Stereotactic Body Radiation Therapy is a technique designed to deliver a very high dose of radiation to a target lesion in the lung. There are a variety of platforms that are used to deliver this type of treatment including Imaged Guided Linear Accelerators and the Cyberknife.
Increasing evidence suggests that this technique might be very effective at eradicating the disease in the areas treated.
Recently, however, there have been reports of complications associated with this treatment approach. Unfortunately, complications associated with treatment are often underreported because it is more interesting to report positive data then negative data.
At the recent meeting at the American Society for Therapeutic Radiation and Oncology (ASTRO, the main US-based radiation oncology professional society), the incidence of severe pain and rib fracture were reported in a combined series from the University of Virginia and the University of Colorado. Dunlap and colleagues (abstract here) reported that 13 of the 31 patients with lesions that were with 1.5 cm of the chest wall underwent high dose stereotactic radiotherapy either experienced chest wall pain or rib fracture. Most patients who experienced rib fracture or chest wall pain experienced it around 7 months. When they evaluated the plans after the fact, they identified the risk of rib fracture or chest wall pain to be associated with high dose radiation in the region of the rib. This series suggested that if the volume of the chest wall that received over 30 Gy was greater than 40 cc the risk of complications approached 50%. Although this series is somewhat small, there is the suggestion that if one can use techniques to limit the high dose region that overlaps the rib/chest wall region the risk of rib fracture or chest wall pain will be less.
One of the important rules about radiation therapy is to be careful to avoid giving an excessively high dose to areas that aren’t forgiving. One of these areas that is very important is the brachial plexus, a bundle of nerves that comes off the spinal cord and runs near the clavicle just above/around the top part of the lung and then enters the shoulder and arm. These nerves supply the sensory and motor functions for the shoulder, arm, and hand.
Forquer and colleagues (abstract here) reported results of brachial plexopathy following SBRT. Damage to the brachial plexus occurred in 7 of 37 patients that had lesions that were located very high (in the very top part of the lung). This complication was described as shoulder/arm pain alone, pain and upper extremity weakness, and progression to numbness in the upper extremity with paralysis of hand and wrist. The injury was described 7 months after treatment in most patients. In evaluating the dose to the brachial plexus, it appears that the risk of injury occurred in 46% of patients when the maximum dose the brachial plexus exceeded 30 Gy (a “biological equivalent dose”, or BED (to be covered as the subject of a separate post), of 123 Gy), and occurred in only 8% of the patients when the brachial plexus dose was less than 26 Gy (a BED of 100 Gy).

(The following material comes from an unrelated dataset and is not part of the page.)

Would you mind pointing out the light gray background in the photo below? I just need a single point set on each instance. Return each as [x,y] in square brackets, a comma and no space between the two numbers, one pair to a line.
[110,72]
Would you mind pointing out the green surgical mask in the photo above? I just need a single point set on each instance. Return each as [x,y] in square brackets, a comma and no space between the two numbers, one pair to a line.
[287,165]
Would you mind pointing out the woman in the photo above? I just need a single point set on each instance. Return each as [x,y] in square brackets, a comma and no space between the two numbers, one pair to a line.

These are just small studies, but they highlight that while SBRT is an exciting new approach in radiation oncology, it’s also a young field in which we’re gaining valuable new experience. That includes learning about new problems over time, as treated patients are followed and new research can be conducted on SBRT. These reports highlight that we can’t allow the clinical use of these new techniques run far ahead of the clinical research.